I love this study both for what it represents and what it purports to represent. On some scale, it indicates that humans are comfortable causing pain and suffering to other humans (provided there is a payout), but let’s be realistic – any of the test subjects would know that the shock recipients had agreed to be shocked, and it would only be a temporary and non-life threatening pain. I feel that the study, as presented, wants the viewer to subconsciously extend the scale of the experiment, and assume that this means that most people have no problem hurting others as long as financial gain is possible – and while I do not doubt that there exist people of this sort, I think one has to ignore a host of other factors to draw that conclusion. What really interests me about this study is not that people will shock others for profit, but that there is such a large difference between those who will shock others for profit, and those who admit it.

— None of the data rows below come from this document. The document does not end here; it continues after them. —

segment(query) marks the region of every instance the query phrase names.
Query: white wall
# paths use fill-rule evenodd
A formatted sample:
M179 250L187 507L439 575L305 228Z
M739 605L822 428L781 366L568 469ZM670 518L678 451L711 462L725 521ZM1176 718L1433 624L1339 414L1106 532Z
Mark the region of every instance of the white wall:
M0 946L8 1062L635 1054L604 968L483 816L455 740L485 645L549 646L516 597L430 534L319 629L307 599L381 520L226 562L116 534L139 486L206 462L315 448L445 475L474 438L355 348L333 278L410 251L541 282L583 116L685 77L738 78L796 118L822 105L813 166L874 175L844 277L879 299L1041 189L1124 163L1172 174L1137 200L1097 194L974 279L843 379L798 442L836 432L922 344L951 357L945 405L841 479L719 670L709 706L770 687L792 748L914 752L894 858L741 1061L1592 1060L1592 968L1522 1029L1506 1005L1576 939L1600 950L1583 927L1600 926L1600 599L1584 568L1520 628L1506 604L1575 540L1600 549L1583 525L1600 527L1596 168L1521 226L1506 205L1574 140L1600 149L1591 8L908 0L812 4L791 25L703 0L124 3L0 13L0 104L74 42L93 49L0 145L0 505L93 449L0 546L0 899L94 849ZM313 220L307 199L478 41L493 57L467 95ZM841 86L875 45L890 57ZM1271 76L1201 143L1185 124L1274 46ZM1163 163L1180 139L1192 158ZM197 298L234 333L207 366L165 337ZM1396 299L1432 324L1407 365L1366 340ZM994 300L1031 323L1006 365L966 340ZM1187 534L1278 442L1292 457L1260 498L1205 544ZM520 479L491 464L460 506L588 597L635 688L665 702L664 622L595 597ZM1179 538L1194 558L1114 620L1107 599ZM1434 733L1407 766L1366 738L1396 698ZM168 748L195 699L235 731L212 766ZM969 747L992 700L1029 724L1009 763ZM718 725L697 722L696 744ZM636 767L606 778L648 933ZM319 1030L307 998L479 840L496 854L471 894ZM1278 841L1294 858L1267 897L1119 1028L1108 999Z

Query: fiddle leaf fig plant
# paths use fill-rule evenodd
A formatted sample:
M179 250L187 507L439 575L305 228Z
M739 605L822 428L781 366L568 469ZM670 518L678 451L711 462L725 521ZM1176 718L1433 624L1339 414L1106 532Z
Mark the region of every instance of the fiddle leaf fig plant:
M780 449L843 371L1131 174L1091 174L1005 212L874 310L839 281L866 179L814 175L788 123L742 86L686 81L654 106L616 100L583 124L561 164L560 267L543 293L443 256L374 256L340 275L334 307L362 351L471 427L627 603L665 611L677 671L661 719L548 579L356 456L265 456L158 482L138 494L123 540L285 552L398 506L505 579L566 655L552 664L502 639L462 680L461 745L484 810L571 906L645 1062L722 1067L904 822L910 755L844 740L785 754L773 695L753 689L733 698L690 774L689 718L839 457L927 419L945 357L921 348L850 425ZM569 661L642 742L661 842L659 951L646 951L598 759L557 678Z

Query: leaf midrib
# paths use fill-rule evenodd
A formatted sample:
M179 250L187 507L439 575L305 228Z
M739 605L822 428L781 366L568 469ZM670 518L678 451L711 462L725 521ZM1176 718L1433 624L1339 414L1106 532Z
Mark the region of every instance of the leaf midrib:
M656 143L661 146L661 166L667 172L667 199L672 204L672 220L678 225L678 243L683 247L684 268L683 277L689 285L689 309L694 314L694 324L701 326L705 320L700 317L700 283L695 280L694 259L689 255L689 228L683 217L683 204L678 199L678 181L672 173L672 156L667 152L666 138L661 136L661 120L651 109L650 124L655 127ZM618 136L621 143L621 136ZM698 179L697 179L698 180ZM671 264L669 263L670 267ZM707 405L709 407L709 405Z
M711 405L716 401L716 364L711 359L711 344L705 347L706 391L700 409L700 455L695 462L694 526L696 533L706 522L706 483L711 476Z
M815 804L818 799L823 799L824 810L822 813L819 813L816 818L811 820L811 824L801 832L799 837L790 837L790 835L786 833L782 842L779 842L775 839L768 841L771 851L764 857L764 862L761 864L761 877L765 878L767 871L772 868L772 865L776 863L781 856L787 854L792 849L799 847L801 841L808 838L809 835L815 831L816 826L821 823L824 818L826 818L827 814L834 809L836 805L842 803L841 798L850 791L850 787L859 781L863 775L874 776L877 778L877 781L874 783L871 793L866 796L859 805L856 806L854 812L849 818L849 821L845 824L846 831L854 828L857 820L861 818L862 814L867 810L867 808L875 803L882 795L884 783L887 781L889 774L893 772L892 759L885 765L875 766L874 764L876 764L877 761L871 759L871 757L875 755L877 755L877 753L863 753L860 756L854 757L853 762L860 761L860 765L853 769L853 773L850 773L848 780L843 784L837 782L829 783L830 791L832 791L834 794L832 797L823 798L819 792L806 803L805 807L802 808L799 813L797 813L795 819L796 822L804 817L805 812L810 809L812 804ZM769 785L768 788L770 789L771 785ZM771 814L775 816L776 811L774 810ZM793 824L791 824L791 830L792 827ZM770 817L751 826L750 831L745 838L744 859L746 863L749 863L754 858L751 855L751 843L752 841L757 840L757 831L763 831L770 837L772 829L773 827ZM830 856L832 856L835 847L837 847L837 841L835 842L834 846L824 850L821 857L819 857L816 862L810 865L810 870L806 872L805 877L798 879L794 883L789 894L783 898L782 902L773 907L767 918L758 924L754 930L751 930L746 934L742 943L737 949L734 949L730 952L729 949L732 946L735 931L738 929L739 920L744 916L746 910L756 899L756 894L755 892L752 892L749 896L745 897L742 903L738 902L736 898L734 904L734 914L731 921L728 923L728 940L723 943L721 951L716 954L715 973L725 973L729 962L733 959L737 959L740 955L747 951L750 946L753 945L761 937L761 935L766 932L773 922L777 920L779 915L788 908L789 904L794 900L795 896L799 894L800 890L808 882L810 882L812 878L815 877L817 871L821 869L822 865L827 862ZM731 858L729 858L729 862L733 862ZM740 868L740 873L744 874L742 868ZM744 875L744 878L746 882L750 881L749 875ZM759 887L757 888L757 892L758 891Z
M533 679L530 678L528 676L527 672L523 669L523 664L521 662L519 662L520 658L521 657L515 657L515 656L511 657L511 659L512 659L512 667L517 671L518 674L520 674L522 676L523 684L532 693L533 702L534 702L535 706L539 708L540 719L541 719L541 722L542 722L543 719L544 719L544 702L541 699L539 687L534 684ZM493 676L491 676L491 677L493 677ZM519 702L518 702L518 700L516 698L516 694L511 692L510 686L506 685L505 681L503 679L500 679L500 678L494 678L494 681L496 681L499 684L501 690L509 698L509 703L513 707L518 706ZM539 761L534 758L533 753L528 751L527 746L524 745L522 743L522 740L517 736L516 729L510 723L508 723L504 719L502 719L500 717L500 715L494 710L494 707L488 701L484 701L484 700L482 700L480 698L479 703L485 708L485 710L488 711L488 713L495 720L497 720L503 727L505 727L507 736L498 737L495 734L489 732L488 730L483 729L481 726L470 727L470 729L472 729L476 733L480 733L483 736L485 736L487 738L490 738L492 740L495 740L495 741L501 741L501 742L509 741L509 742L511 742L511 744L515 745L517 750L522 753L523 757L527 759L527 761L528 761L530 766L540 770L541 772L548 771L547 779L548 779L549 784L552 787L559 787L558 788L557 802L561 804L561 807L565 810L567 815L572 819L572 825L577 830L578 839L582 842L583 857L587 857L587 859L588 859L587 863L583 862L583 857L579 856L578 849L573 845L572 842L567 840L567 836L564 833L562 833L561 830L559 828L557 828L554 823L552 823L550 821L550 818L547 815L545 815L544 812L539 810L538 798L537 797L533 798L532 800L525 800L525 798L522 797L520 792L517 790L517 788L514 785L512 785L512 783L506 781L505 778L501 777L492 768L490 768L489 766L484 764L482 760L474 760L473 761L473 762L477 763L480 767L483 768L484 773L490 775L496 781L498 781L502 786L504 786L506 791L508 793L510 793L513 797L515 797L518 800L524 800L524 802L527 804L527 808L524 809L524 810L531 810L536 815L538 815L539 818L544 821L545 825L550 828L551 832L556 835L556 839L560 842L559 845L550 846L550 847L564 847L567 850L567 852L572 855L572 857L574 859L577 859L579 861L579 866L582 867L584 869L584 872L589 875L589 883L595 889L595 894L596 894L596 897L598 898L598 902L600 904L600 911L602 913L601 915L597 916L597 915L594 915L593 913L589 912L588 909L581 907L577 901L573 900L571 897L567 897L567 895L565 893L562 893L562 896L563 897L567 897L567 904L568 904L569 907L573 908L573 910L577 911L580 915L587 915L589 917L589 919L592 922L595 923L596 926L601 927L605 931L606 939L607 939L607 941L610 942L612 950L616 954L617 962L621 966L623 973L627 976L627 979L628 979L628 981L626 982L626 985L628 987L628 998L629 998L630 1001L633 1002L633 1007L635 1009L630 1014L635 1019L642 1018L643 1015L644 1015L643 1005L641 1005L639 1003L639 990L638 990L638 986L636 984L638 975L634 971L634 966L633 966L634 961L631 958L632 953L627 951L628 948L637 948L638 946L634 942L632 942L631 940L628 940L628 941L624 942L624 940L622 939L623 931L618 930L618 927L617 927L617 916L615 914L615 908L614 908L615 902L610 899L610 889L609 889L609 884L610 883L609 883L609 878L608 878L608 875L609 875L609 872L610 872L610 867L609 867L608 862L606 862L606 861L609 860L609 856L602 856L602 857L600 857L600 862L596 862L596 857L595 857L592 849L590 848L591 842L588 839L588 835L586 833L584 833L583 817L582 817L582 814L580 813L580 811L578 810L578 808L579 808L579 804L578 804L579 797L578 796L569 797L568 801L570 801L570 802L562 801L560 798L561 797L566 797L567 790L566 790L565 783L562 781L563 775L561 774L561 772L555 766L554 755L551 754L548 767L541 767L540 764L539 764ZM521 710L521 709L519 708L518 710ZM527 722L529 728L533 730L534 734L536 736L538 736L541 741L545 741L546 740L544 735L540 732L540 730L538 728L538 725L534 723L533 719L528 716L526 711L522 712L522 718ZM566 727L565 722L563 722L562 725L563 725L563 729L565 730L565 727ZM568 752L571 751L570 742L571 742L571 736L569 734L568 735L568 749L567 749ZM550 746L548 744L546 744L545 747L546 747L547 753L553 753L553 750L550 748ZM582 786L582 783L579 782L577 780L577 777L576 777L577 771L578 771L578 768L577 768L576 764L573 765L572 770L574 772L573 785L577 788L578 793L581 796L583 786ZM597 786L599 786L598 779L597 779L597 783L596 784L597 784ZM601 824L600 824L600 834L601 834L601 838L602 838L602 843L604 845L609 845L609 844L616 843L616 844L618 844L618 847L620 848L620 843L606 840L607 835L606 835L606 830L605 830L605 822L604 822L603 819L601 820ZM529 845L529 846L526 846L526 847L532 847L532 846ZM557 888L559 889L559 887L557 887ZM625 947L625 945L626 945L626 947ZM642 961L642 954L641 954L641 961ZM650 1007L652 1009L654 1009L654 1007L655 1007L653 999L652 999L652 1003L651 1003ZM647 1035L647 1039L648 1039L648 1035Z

Now I’m not a heartless bastard (although some who responded to this post disagree), but I’m pretty sure that I’ll shock you for a pound. Heck, I’ll shock you for a dollar. But I’ll admit to it. Why will so many administer the shock (96%) and yet so few (36%) admit to it? Probably societal norms. It’s probably also for the same reason that you can’t really play poker for no stakes – if you don’t have any vested interest in the game, someone will probably just go all in on the first hand and try to double up, because he's not taking it seriously. If he stands to lose money, though, he will (or should; if someone’s just stupid or sucks at poker, I can’t help that) play in a more responsible manner. Likewise, without a vested (read: financial) interest in self reflection, of course 2/3 of the people will say that they won’t shock someone. They don’t want the interviewer to think poorly of them (for violating our societal norms), but more importantly, they don’t want to face their true inner demons.
Without the opportunity of financial gain to force a true reflection of one’s values, most of those surveyed say they won’t shock others because they don’t want to be someone who would shock others for money. I’m certain that many of them might even believe it, because they don’t want to face the uncomfortable truth that they might be someone who would shock another person for fun and profit (well, actually just profit; if they would do it for fun, I’m sure they would readily admit to it). But when faced with that forced reflection (for the opportunity to profit), people have no problem accepting the truth, and then shocking the crap out of people. I would have loved to see exit interviews.
And that, to me, is what is most interesting about this study – I think it shows that ~60% of people will lie to you, but for the low, low price of 20 pounds, the truth can be bought. Who needs waterboarding???